Ein Großhafen als Drehkreuz für den Osten Afrikas
2. März 2012In Kenia haben die Bauarbeiten für eine riesige Hafenanlage begonnen, die das Land einmal zu einem wirtschaftlichen Drehkreuz für Ostafrika machen soll. An dem Projekt in unmittelbarer Nähe der Ferieninsel Lamu sind auch die Regierungen von Äthiopien und Südsudan beteiligt. Die Pläne umfassen nicht nur einen Großhafen, sondern ebenso eine Ölraffinerie, eine Pipeline zum Südsudan, eine Eisenbahnlinie von Lamu nach Juba im Südsudan mit einer Abzweigung nach Äthiopien, eine Autobahn für die gleiche Strecke und einen neuen internationalen Flughafen.
Das Projekt werde den Binnenstaaten einen direkten und zuverlässigen Zugang zum Meer verschaffen, sagte der kenianische Präsident Mwai Kibaki bei einer Zeremonie, an der auch der äthiopische Regierungschef Meles Zenawi und der südsudanesische Präsident Salva Kiir teilnahmen. Auch werde es dabei helfen, die ganze Region Ost- und Zentralafrika mit den internationalen Märkten zu verbinden.
China ein wichtiger Geldgeber
Die Gesamtkosten werden auf umgerechnet 16,6 Milliarden Euro geschätzt. Nach Schätzungen von Finanzexperten muss die kenianische Regierung für das Vorhaben sechs Jahre lang etwa sechs Prozent des Bruttoinlandsprodukts oder 16 Prozent des Staatshaushalts investieren. Ein wichtiger Geldgeber für das Projekt ist zudem China, der Hauptabnehmer von Erdöl aus dem Südsudan.

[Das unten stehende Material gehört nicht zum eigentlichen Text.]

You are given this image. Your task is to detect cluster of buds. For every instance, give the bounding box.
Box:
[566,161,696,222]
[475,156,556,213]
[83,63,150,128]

Das lange geplante Projekt ist dringlicher geworden, da der Nord- und der Südsudan über die Nutzung von Pipelines und Häfen für den Erdölexport zerstritten sind. Der Südsudan ist seit Juli 2011 unabhängig. Im Januar stellte der Südsudan seine Ölförderung ein, die 85 Prozent der Fördermenge im alten Sudan ausmachte. Grund war ein Streit über die Gebühren für die Nutzung der sudanesischen Pipelines ein. Während fast alle Erdölvorkommen des alten Gesamtstaats im Süden lagen, verfügt nur der Norden über Raffinerien und einen Zugang zum Meer.
Warnung vor Schäden für Natur und Tourismus
Der Großhafen ist jedoch sehr umstritten. Bewohner der Ferieninsel Lamu werfen der Regierung in Nairobi vor, ihre Belange bei den Planungen nicht berücksichtigt zu haben. Umweltschützer fürchten um die Mangrovenwälder und Korallenriffe des Lamu-Archipels. Fischer und andere Bewohner der Region warnen auch vor Einbußen im Tourismus, wenn Öltanker und andere Frachtschiffe in dichter Folge an Lamu vorbeifahren.
Die Altstadt Lamu ist seit 2001 UNESCO-Weltkulturerbe. Das Lamu-Archipel im Indischen Ozean ist bei Touristen sehr beliebt. Zahlreiche Prominente aus dem Ausland besitzen auf den Inseln Villen und Strandgrundstücke. Präsident Kibaki kündigte "Maßnahmen" an, um das "empfindliche Ökosystem und das kulturelle Erbe" nicht zu stören.